APPENDIX: RO-Crate JSON-LD

It is not necessary to use JSON-LD tooling to generate or parse the RO-Crate Metadata File, although JSON-LD tools may make it easier to conform to this specification, e.g. handling relative URIs. It is however RECOMMENDED to use JSON tooling to handle JSON syntax and escaping rules.

This appendix shows a brief JSON-LD introduction for complying with the RO-Crate Metadata File requirements.

The example below shows the overall structure of a flattened, compacted RO-Crate Metadata File where @context refers to the RO-Crate JSON-LD Context, while @graph is a flat array of the entities that constitute this RO-Crate.

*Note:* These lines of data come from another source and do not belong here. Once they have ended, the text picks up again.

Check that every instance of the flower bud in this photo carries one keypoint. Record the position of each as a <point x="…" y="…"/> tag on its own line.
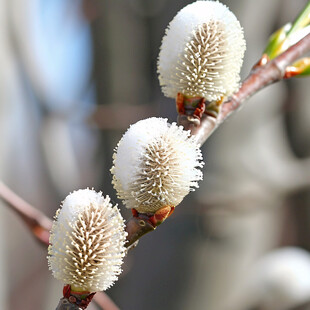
<point x="155" y="165"/>
<point x="87" y="242"/>
<point x="202" y="52"/>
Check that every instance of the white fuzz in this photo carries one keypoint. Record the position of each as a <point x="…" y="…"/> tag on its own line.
<point x="202" y="52"/>
<point x="155" y="165"/>
<point x="87" y="242"/>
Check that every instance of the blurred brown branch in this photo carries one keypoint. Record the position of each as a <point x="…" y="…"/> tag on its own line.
<point x="37" y="222"/>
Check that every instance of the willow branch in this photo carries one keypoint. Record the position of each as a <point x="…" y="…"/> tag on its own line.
<point x="259" y="77"/>
<point x="40" y="226"/>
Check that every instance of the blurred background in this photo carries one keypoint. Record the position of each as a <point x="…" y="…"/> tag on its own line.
<point x="74" y="75"/>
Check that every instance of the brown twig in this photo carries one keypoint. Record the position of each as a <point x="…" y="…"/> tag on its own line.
<point x="37" y="222"/>
<point x="259" y="77"/>
<point x="40" y="226"/>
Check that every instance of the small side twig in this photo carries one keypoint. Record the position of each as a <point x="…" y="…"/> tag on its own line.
<point x="259" y="77"/>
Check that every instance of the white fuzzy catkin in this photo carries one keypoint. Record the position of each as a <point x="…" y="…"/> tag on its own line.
<point x="87" y="242"/>
<point x="156" y="164"/>
<point x="202" y="52"/>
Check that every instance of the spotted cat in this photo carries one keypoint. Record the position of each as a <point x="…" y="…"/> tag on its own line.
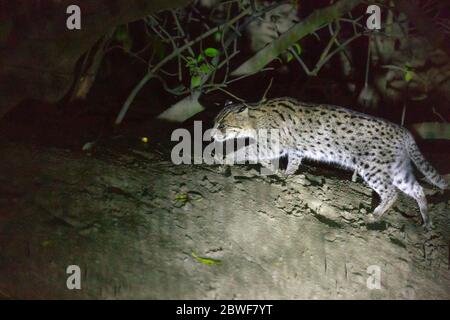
<point x="378" y="150"/>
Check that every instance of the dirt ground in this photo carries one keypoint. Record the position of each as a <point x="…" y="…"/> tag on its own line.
<point x="140" y="227"/>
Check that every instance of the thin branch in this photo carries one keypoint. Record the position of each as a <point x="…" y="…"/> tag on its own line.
<point x="172" y="55"/>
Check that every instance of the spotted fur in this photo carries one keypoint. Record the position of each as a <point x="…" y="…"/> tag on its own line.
<point x="378" y="150"/>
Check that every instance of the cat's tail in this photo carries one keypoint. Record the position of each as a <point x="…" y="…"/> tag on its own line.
<point x="423" y="165"/>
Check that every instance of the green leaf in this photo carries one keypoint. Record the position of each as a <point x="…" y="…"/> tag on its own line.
<point x="298" y="48"/>
<point x="211" y="52"/>
<point x="195" y="81"/>
<point x="289" y="57"/>
<point x="205" y="68"/>
<point x="408" y="76"/>
<point x="217" y="36"/>
<point x="207" y="261"/>
<point x="200" y="58"/>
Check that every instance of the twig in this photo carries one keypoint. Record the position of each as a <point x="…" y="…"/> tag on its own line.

{ "@context": "https://w3id.org/ro/crate/1.1/context",
  "@graph": [

    {
      "@type": "CreativeWork",
      "@id": "ro-crate-metadata.json",
      "conformsTo": {"@id": "https://w3id.org/ro/crate/1.1"},
      "about": {"@id": "./"},
      "description": "RO-Crate Metadata File Descriptor (this file)"
    },
    {
      "@id": "./",
      "@type": "Dataset",
      "name": "Example RO-Crate",
      "description": "The RO-Crate Root Data Entity",
      "hasPart": [
        {"@id": "data1.txt"},
        {"@id": "data2.txt"}
      ]
    },


    {
      "@id": "data1.txt",
      "@type": "File",
      "description": "One of hopefully many Data Entities",
      "author": {"@id": "#alice"},
      "contentLocation":  {"@id": "http://sws.geonames.org/8152662/"}
    },
    {
      "@id": "data2.txt",
      "@type": "File"
    },

    {
      "@id": "#alice",
      "@type": "Person",
      "name": "Alice",
      "description": "One of hopefully many Contextual Entities"
    },
    {
      "@id": "http://sws.geonames.org/8152662/",
      "@type": "Place",
      "name": "Catalina Park"
    }
 ]
}

Note: entities above have been shortened for brevity, see the individual sections for data entities and contextual entities.

The order of the @graph array is not significant. Above we see that the RO-Crate JSON-LD graph contains the RO-Crate Metadata File Descriptor, the Root Data Entity, any Data Entities and any Contextual Entities.

Describing entities in JSON-LD

Properties of an entity can refer to another URL or entity by using the form {"@id": "uri-reference"} as in the example above, where the author property in the File entity refer to the Person entity, identified as #alice.

Identifiers in @id SHOULD be either a valid absolute URI like http://example.com/, or a URI path relative to the RO-Crate root directory. Although legal in JSON-LD, @id paths in RO-Crate SHOULD NOT use ../ to climb out of the RO-Crate Root, rather such references SHOULD be translated to absolute URIs. See also section Core Metadata for Data Entities.

Care must be taken to express any relative paths using / separator and escape special characters like space (%20). As JSON-LD supports IRIs, international characters in identifiers SHOULD be encoded in UTF-8 rather than %-escaped.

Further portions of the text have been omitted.